You're not done teaching until the expertise on your team outweighs your own capabilities.
Of course, this makes perfect sense on the outset. If each of your team becomes a deep subject matter expert in their assigned area, then it makes it that much easier to delegate work to that person.
However, this creates two problems, at least, they're perceived (and sometimes real but only by bad executive teams):
When senior leadership wants to praise someone for project X, your team member gets the glory, not you.
You seemingly make yourself redundant. I mean, the team knows more than you do. Why do we need you anymore?

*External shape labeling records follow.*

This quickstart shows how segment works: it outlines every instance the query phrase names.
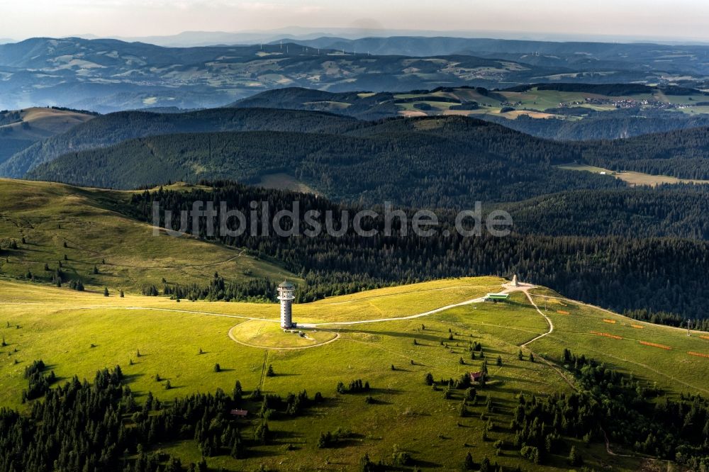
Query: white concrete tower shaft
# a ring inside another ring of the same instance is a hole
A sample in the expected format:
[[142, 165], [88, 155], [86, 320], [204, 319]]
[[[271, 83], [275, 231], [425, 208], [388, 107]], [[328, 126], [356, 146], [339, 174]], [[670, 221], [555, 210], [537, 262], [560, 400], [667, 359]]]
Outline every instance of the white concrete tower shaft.
[[278, 299], [281, 300], [281, 327], [293, 327], [293, 300], [296, 288], [290, 282], [284, 281], [278, 286]]

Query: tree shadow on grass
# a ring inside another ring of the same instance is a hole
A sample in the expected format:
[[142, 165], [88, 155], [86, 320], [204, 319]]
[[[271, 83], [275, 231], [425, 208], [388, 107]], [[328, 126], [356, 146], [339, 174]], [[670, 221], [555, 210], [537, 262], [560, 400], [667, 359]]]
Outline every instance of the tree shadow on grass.
[[123, 381], [125, 383], [133, 383], [140, 377], [144, 377], [145, 376], [145, 373], [128, 373], [128, 374], [124, 373]]

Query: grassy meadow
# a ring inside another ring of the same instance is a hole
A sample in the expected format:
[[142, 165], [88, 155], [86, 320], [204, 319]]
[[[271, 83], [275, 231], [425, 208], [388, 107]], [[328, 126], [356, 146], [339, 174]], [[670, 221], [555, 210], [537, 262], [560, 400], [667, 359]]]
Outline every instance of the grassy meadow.
[[[153, 284], [162, 287], [163, 279], [203, 283], [215, 272], [230, 280], [297, 281], [288, 271], [238, 248], [164, 232], [154, 236], [149, 224], [111, 210], [115, 202], [130, 195], [0, 179], [0, 247], [6, 251], [0, 258], [0, 274], [31, 274], [49, 282], [61, 264], [67, 277], [80, 276], [87, 288], [133, 293]], [[12, 241], [17, 249], [9, 249]]]
[[[294, 318], [301, 322], [343, 323], [411, 316], [498, 291], [504, 281], [496, 277], [453, 279], [382, 288], [296, 304]], [[544, 296], [558, 296], [545, 289], [534, 293], [542, 310]], [[709, 353], [709, 340], [571, 300], [548, 298], [546, 303], [554, 330], [528, 345], [537, 356], [554, 361], [569, 347], [632, 372], [639, 379], [657, 381], [671, 395], [703, 393], [709, 388], [709, 378], [702, 373], [709, 371], [709, 359], [686, 354]], [[278, 330], [278, 318], [274, 304], [178, 303], [131, 293], [106, 298], [0, 280], [0, 334], [7, 344], [0, 348], [0, 405], [29, 408], [20, 401], [26, 387], [23, 372], [40, 359], [62, 381], [73, 375], [91, 378], [98, 369], [120, 365], [139, 400], [148, 391], [166, 401], [217, 388], [230, 393], [238, 379], [247, 393], [258, 387], [285, 395], [304, 389], [311, 397], [320, 392], [325, 400], [295, 418], [270, 420], [274, 441], [250, 446], [249, 459], [210, 458], [211, 468], [253, 470], [264, 464], [278, 470], [350, 470], [365, 453], [376, 460], [406, 451], [423, 468], [450, 470], [459, 468], [468, 451], [476, 461], [486, 456], [516, 466], [520, 459], [508, 429], [516, 395], [520, 391], [542, 396], [572, 391], [545, 363], [530, 362], [527, 354], [518, 359], [521, 344], [549, 329], [523, 293], [513, 293], [507, 303], [464, 305], [413, 319], [304, 330], [318, 344], [324, 343], [315, 347], [298, 344], [302, 338], [291, 333], [284, 337], [286, 334]], [[285, 342], [281, 347], [307, 349], [252, 347], [235, 342], [230, 333], [247, 344]], [[671, 349], [641, 344], [640, 340]], [[473, 359], [469, 352], [474, 342], [482, 345], [490, 382], [461, 417], [462, 390], [453, 390], [450, 399], [444, 399], [440, 388], [427, 386], [423, 378], [428, 372], [437, 381], [479, 370], [479, 354]], [[266, 375], [269, 365], [274, 376]], [[337, 382], [354, 379], [369, 382], [372, 390], [336, 392]], [[168, 381], [172, 388], [166, 390]], [[365, 403], [367, 395], [373, 401]], [[491, 412], [484, 406], [489, 396], [495, 405]], [[245, 405], [250, 411], [259, 407], [257, 403]], [[483, 431], [489, 419], [493, 427], [486, 441]], [[255, 425], [253, 420], [246, 422], [242, 434], [248, 437]], [[338, 428], [347, 433], [347, 439], [334, 449], [316, 447], [321, 432]], [[496, 456], [493, 444], [498, 439], [504, 445]], [[641, 459], [609, 456], [602, 444], [579, 443], [577, 447], [589, 467], [640, 467]], [[179, 455], [183, 463], [201, 457], [191, 441], [163, 449]], [[544, 466], [525, 463], [524, 468], [568, 470], [564, 454], [568, 451]]]

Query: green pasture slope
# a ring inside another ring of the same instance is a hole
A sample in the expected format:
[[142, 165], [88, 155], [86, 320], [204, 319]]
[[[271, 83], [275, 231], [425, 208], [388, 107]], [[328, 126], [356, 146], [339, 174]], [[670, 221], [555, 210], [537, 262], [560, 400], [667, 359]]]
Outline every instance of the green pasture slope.
[[[567, 471], [566, 455], [572, 444], [581, 452], [585, 466], [596, 470], [635, 471], [654, 463], [610, 455], [602, 444], [586, 445], [571, 439], [544, 465], [528, 462], [512, 445], [513, 434], [508, 429], [517, 395], [572, 392], [567, 382], [571, 376], [559, 362], [565, 347], [632, 373], [641, 382], [657, 382], [671, 397], [683, 392], [705, 395], [709, 359], [687, 354], [709, 354], [709, 340], [700, 337], [703, 335], [688, 337], [686, 331], [639, 323], [552, 298], [559, 296], [544, 288], [531, 291], [530, 296], [542, 311], [546, 304], [554, 330], [527, 344], [521, 360], [520, 347], [549, 330], [522, 292], [513, 293], [506, 303], [470, 303], [419, 318], [372, 322], [479, 298], [498, 291], [505, 281], [494, 277], [435, 281], [296, 304], [294, 320], [317, 324], [303, 331], [316, 330], [322, 336], [313, 337], [324, 344], [280, 349], [279, 334], [272, 330], [267, 337], [270, 349], [245, 346], [230, 337], [236, 332], [257, 344], [262, 340], [252, 328], [255, 322], [277, 322], [279, 309], [273, 304], [178, 303], [133, 294], [106, 298], [0, 280], [0, 334], [7, 344], [0, 348], [0, 359], [4, 359], [0, 362], [0, 405], [29, 408], [20, 402], [26, 386], [22, 373], [33, 360], [43, 359], [62, 381], [74, 374], [90, 378], [97, 369], [120, 364], [139, 401], [148, 391], [166, 401], [218, 388], [230, 393], [236, 380], [247, 394], [258, 387], [284, 396], [305, 389], [311, 397], [316, 392], [325, 397], [324, 403], [303, 415], [269, 420], [274, 441], [250, 446], [247, 459], [208, 458], [215, 470], [255, 470], [262, 464], [269, 470], [352, 470], [364, 454], [374, 460], [389, 459], [393, 451], [405, 451], [422, 468], [458, 470], [469, 451], [476, 462], [487, 456], [510, 468], [506, 470], [520, 466], [525, 471]], [[335, 324], [367, 320], [372, 322]], [[462, 390], [453, 390], [450, 399], [444, 399], [442, 389], [426, 386], [424, 377], [430, 372], [437, 381], [457, 378], [479, 370], [479, 354], [474, 360], [469, 351], [473, 342], [483, 347], [490, 381], [479, 390], [478, 402], [461, 417]], [[536, 361], [530, 361], [530, 352]], [[221, 371], [215, 371], [216, 364]], [[269, 365], [274, 376], [265, 375]], [[367, 395], [373, 403], [365, 403], [365, 394], [336, 392], [337, 382], [354, 379], [369, 383], [372, 390]], [[167, 381], [170, 390], [164, 389]], [[493, 412], [485, 406], [488, 398], [495, 405]], [[249, 401], [245, 405], [252, 412], [259, 406]], [[484, 440], [489, 420], [493, 428]], [[258, 421], [253, 416], [245, 420], [242, 434], [248, 437]], [[349, 433], [347, 439], [334, 449], [317, 447], [320, 433], [338, 429]], [[496, 455], [498, 440], [503, 444]], [[201, 459], [191, 440], [165, 444], [162, 450], [179, 456], [183, 463]], [[659, 463], [667, 470], [664, 463]]]
[[0, 274], [49, 282], [61, 269], [87, 288], [111, 293], [140, 293], [163, 279], [201, 283], [215, 272], [240, 281], [294, 278], [239, 248], [153, 236], [150, 225], [112, 210], [131, 194], [0, 179]]

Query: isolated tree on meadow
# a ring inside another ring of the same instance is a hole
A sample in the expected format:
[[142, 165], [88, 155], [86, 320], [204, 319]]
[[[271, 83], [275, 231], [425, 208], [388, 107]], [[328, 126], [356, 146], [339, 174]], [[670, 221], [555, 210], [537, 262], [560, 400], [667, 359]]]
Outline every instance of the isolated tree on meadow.
[[236, 381], [234, 383], [234, 390], [232, 391], [232, 396], [235, 401], [239, 401], [244, 395], [244, 389], [241, 387], [241, 382]]
[[466, 471], [471, 471], [475, 468], [475, 462], [473, 461], [473, 456], [469, 451], [468, 454], [465, 455], [465, 460], [463, 461], [463, 469]]
[[583, 463], [581, 454], [576, 451], [576, 446], [571, 446], [571, 450], [569, 453], [569, 463], [574, 466], [580, 466]]

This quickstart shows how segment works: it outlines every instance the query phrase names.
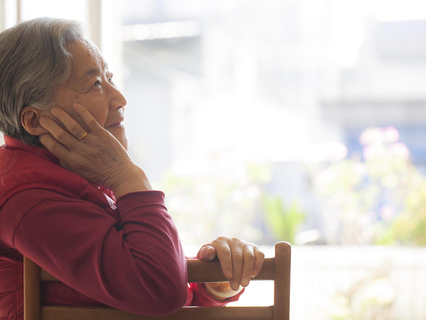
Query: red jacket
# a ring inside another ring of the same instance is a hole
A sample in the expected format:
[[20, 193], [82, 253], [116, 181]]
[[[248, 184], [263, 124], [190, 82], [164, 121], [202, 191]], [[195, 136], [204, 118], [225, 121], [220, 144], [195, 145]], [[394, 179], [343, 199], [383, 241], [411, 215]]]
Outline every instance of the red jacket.
[[[184, 306], [225, 305], [188, 284], [185, 256], [164, 193], [115, 201], [59, 165], [47, 149], [5, 136], [0, 146], [0, 319], [23, 319], [23, 255], [61, 282], [42, 303], [109, 305], [161, 316]], [[192, 257], [195, 258], [195, 257]]]

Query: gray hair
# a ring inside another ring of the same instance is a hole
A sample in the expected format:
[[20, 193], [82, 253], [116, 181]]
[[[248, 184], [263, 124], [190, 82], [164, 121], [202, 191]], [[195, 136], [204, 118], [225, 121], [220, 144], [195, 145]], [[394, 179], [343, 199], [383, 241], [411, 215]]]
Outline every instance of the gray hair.
[[0, 33], [0, 131], [26, 145], [42, 146], [21, 123], [22, 108], [52, 108], [55, 86], [71, 73], [69, 42], [81, 40], [77, 21], [49, 17], [21, 22]]

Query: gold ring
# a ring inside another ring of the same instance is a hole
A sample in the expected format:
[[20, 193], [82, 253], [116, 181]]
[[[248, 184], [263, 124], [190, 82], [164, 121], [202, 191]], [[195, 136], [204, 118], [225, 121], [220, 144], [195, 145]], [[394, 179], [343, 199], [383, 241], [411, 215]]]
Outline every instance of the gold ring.
[[77, 140], [78, 140], [79, 141], [80, 141], [83, 140], [83, 139], [84, 139], [86, 137], [86, 136], [87, 135], [87, 131], [85, 131], [84, 134], [83, 134], [82, 136], [81, 136], [81, 137], [80, 138], [78, 139]]

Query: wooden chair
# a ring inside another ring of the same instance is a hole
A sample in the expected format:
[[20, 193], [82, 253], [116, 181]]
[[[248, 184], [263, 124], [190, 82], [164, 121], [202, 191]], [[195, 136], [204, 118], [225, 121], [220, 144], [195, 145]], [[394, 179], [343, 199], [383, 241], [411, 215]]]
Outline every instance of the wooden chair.
[[[266, 258], [262, 270], [251, 281], [274, 281], [273, 305], [268, 307], [184, 307], [163, 317], [148, 317], [109, 307], [41, 305], [40, 281], [59, 280], [24, 257], [24, 320], [288, 320], [290, 312], [290, 260], [291, 247], [288, 242], [275, 244], [273, 258]], [[188, 282], [220, 282], [229, 280], [222, 273], [219, 260], [187, 260]], [[249, 286], [249, 287], [250, 285]], [[250, 289], [248, 289], [250, 290]]]

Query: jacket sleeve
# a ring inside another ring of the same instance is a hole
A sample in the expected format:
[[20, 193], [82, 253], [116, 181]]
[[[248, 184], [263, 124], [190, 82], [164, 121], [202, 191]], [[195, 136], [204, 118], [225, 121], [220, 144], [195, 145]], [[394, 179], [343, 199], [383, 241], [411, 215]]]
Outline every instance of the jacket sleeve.
[[[197, 259], [196, 256], [188, 257], [185, 256], [185, 258], [187, 259]], [[225, 306], [230, 302], [238, 301], [240, 296], [242, 294], [245, 290], [245, 288], [244, 288], [235, 296], [221, 301], [209, 295], [207, 293], [207, 289], [203, 283], [188, 283], [188, 300], [185, 306]]]
[[114, 308], [158, 316], [185, 305], [186, 261], [162, 192], [121, 197], [119, 223], [91, 202], [37, 190], [14, 195], [1, 209], [13, 212], [11, 240], [21, 253]]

On the first one, I would say, "Get over it." When your report gets praised, it's praise for you too, or at least, it should be. On the balance, it's a positive for you. Because they're getting exposure to senior management, when it's time to argue for raises or promotions, it's a lot easier when your reports are known (in a positive way) by the senior management team.
On the second point, this is trickier. I've personally witnessed and been affected by senior management teams that are too stupid to realize what's really happening here. My observation has been that senior management teams who themselves are poor managers typically make the mistake of assuming redundancy once a team is "smarter" than their boss.
Here's what happens when a good manager is replaced with a poorer one:
- Lack of clarity on roles and responsibilities - It's the manager's job to make sure their reports know what they're responsible for delivering at all times. Poor managers tend to be vague. (This is a bit harder if you're managing an executive team where the scope and responsibilities are purposely vague. In this scenario, I'd say a good manager should set clear goals for each executive manager.)
- Accountability issues - Poor managers hold reports accountable in an haphazard and inconsistent manner.
- Attrition - While the good manager took the time to find professional development opportunities, teachable moments, and perhaps even structured exercises for his/her reports, the poor manager does not. HR studies have shown that pay is not the reason why people stay. Many stay because they feel like they have more to learn. It's also a commonly repeated statistic that 80% of people quit because of their boss. The flip side of that statistic means that when people stay, it's because of their boss.
There are many more, but the point is that a good manager keeps teams together and performing at a high level. I've had a number of managers who were good teachers and were almost the sole reason I stayed in a position. While I was at Yahoo!, my group was led by a VP who used teachable moments like a scalpel and made working for him fun and exciting.